Otra de las cosas que le sorprendieron en aquellos días fue la abundancia y variedad de frutas. Una de ellas era el mango, con su penetrante aroma. No era originario del continente, según supo, sino traído del sur de Asia, pero en el trópico americano se daba excelentemente.
Al día siguiente, sábado de carnaval, llegaron los hermanos de la comunidad de Portoviejo, entre los que llegó venía Ramón. Martín veía al resto por primera vez desde su llegada. Tras del almuerzo todos fueron a visitar la construcción de la nueva casa. En el trayecto Martín y los demás observaron sorprendidos otra costumbre, para ellos extraña hasta ese momento, de arrojar agua a las personas, conocidas o desconocidas, con el pretexto de celebrar carnaval. El calor tropical era así mitigado. Muchas veces esta acción iba acompañada del baile, por supuesto en la calle, y de la bebida abundante. Mojarse por fuera y por dentro.

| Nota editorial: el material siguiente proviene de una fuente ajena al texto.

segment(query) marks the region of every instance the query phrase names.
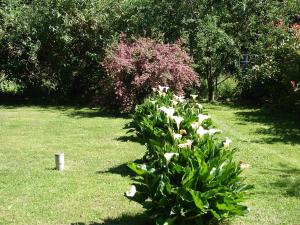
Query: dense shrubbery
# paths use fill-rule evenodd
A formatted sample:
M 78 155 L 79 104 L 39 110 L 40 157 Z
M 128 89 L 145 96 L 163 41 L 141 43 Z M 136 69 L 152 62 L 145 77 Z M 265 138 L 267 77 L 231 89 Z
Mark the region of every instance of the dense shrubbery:
M 240 177 L 247 164 L 233 159 L 231 140 L 220 141 L 209 116 L 194 99 L 155 94 L 136 107 L 129 124 L 146 143 L 145 163 L 130 163 L 139 176 L 126 195 L 141 203 L 157 224 L 219 224 L 247 207 L 252 186 Z
M 292 24 L 292 17 L 299 10 L 298 0 L 4 0 L 0 2 L 0 73 L 21 84 L 24 93 L 109 99 L 104 96 L 109 92 L 103 80 L 111 84 L 115 74 L 107 76 L 101 62 L 110 52 L 107 46 L 125 33 L 130 40 L 183 40 L 200 80 L 206 80 L 202 90 L 207 90 L 210 100 L 220 75 L 229 73 L 240 75 L 235 76 L 237 93 L 245 98 L 294 104 L 299 98 L 289 84 L 300 80 L 299 48 L 293 47 L 299 43 L 299 25 Z M 283 37 L 287 38 L 281 46 Z M 172 51 L 172 46 L 165 50 Z M 242 54 L 256 55 L 259 60 L 240 71 Z M 263 68 L 270 66 L 270 58 L 274 70 L 266 71 Z M 260 71 L 251 69 L 255 65 Z M 144 96 L 141 89 L 146 82 L 135 82 L 140 88 L 129 93 L 128 99 L 123 94 L 120 97 L 123 90 L 117 94 L 125 108 Z M 230 95 L 224 89 L 222 93 Z M 138 100 L 132 103 L 133 96 Z
M 4 1 L 0 71 L 27 91 L 93 93 L 103 72 L 104 1 Z
M 146 38 L 129 43 L 122 37 L 103 65 L 124 111 L 130 111 L 158 85 L 168 85 L 179 95 L 198 85 L 190 57 L 178 44 L 160 44 Z
M 291 108 L 300 100 L 291 85 L 300 81 L 300 42 L 284 24 L 276 29 L 271 40 L 261 43 L 264 49 L 253 49 L 257 57 L 239 77 L 239 88 L 246 99 Z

Años posteriores conocería casos de personas que eran asesinadas por seguir esta costumbre. Tal fue el caso de un hombre que, viendo que los jóvenes de la esquina habían empapado a su hija adolescente, tomó esto como un agravio casi similar a una violación, salió a la calle con un revólver y mató, al joven que supuestamente había mojado a su hija, con un simple tiro en la cabeza. O el caso del taxista que, harto de ser empapado sale del taxi y mata al joven que lo está mojando. De aquí y de otras experiencias surgió en Martín la sospecha del menor valor de la vida. Y recordaría y haría suyas las palabras que leyera en la novela “Los pasos perdidos” del cubano Alejo Carpentier: “Si en estos países se moría por pasiones que me fueran incomprensibles, no por ello era la muerte menos muerte.” Esta convicción, desgraciadamente, se renovaría constantemente en la experiencia de Martín, haciéndole sentir una rebeldía frustrante y una gran impotencia. Y tantas otras veces sentiría su incapacidad y la ineficacia de sus palabras y acciones.